Des migrants tentent d’entrer en Hongrie (ici en août 2015). Gémes Sándor/SzomSzed/Wikimedia, CC BY-SA

En conséquence, le terme « migrant » englobe désormais des réalités migratoires différentes aboutissant à l’effacement progressif du réfugié au profit de l’interchangeabilité des termes « migrant » et « réfugié », le premier étant nécessairement animé par des raisons d’ordre économique, le second étant cet introuvable « combattant-de-la-liberté ».

La conclusion qu’en tirent les États est désarmante de simplisme : migrant = réfugié = faux demandeur d’asile. Formule qui illustre aussi et surtout l’inadéquation de la Convention de Genève et, dans une moindre mesure, de la DUDH. Une personne fuyant les conséquences du réchauffement climatique ou de la misère ne saurait invoquer valablement la protection qu’elle organise car les notions de « réfugié climatique » ou de « réfugié environnemental » et encore plus de « réfugié économique » n’existent pas pour la Convention. Il en va de même de la DUDH qui consacre la liberté de circulation en tant que droit objectif dont la pleine réalisation dépend, en conséquence, des États qui autorisent ou non sa mise en œuvre quasi-exclusivement par l’arme du visa d’entrée.

Pour fuir les effets plus ou moins immédiats du réchauffement climatique ou les conséquences d’un conflit armé, une personne doit non seulement pouvoir quitter librement son pays – ce que la DUDH garantit –, mais doit surtout pouvoir entrer dans un autre pays que le sien, soit pour y demander asile soit pour le traverser à la recherche d’un autre pays de refuge. Or, le droit d’entrer dans un autre pays que le sien n’existe pas, encore moins le droit de s’y installer. C’est là que réside le principal obstacle à l’universalisation véritable du droit à la mobilité.

Un lent, incertain mais nécessaire changement de paradigme

Imposer aux États l’obligation de laisser entrer sur leurs territoires des non-nationaux n’est pas une mince affaire. On le constate déjà pour l’asile où se multiplient partout politiques d’externalisation et militarisation des frontières.

Reconnaître un droit à la mobilité – droit subjectif rattaché à la personne non à l’État – suppose un changement de paradigme qui heurte de front la souveraineté, la sécurité nationale, donc le contrôle des frontières.

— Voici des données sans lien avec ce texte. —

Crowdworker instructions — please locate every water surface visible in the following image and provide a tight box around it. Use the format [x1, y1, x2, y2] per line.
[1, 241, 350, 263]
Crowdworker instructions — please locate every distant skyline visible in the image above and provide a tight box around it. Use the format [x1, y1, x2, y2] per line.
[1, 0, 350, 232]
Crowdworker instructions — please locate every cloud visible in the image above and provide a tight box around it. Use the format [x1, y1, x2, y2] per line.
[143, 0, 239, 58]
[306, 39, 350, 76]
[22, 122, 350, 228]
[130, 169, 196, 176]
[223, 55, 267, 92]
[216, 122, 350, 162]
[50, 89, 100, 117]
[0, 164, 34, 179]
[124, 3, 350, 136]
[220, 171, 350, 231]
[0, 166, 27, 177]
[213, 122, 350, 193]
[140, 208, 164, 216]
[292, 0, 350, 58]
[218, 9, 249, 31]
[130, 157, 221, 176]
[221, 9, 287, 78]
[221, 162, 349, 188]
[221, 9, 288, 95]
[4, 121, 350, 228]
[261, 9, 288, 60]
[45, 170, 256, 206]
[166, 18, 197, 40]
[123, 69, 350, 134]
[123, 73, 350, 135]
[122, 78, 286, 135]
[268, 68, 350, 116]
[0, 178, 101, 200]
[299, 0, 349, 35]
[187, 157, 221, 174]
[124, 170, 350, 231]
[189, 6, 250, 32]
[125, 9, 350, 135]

Faire coïncider fait et droit, coller aux nouvelles réalités comme le plaident ONG et spécialistes des migrations, implique une gouvernance globale des migrations associant tous ses acteurs. La Déclaration de New York pour les réfugiés et les migrants permettait l’espérance. Le « Pacte mondial » pour des migrations sûres, ordonnées et régulières qui en est issu et qui sera proposé à la signature des États à Marrakech, en décembre prochain, s’en éloigne, hélas.

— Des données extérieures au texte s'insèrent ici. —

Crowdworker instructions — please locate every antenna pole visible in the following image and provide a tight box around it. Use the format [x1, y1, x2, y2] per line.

À Tijuana, le long de la frontière entre le Mexique et les États-Unis. Toksave/Wikimedia, CC BY-SA

Ce texte, qui ne sera signé ni par les États-Unis ni par la Hongrie et l’Autriche et d’autres encore probablement qui le trouvent trop libéral, réaffirme le primat de la sécurité sur les droits des migrants se situant même en deçà de la Convention des Nations unies sur les droits des travailleurs migrants. La reconnaissance d’un droit humain à la mobilité ne constitue ainsi pas le cœur de ce Pacte.

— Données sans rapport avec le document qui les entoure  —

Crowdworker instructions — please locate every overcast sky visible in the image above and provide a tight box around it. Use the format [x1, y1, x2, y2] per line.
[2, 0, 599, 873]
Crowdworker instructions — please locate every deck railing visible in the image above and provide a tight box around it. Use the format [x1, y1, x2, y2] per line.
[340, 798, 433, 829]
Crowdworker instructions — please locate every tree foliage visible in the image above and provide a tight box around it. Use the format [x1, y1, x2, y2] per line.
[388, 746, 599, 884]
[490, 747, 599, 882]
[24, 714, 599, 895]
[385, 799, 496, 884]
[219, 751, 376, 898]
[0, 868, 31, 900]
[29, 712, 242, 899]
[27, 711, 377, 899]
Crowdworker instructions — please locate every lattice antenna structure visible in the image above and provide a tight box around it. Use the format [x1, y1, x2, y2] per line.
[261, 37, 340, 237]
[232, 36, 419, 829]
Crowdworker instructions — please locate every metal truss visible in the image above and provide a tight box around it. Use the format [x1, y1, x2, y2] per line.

Dans les faits, c’est pourtant bien un tel objectif que ne cessent de revendiquer, au péril parfois de leur vie, ceux qui affrontent ce monde où capitaux, marchandises et information circulent librement mais pas les êtres humains. Frontières, déserts, mers et océans, montagnes, tempêtes et ouragans, barrières barbelées, chaque obstacle affronté témoigne, par la souffrance, de l’impérieuse nécessité d’inscrire le droit à la mobilité parmi les droits humains.

La « caravane » donne réalité à cette utopie du XXIe siècle. Ne plus circuler dans la clandestinité, ignorer la frontière comme ligne continue à défendre, refuser le processus de frontièrisation à l’œuvre partout dans le monde, jusque et y compris dans le corps de la personne elle-même, seront les effets salvateurs de la consécration d’un droit humain à la mobilité.


À la mémoire du Professeur Noureddine Harrami (Université de Meknès) très récemment disparu.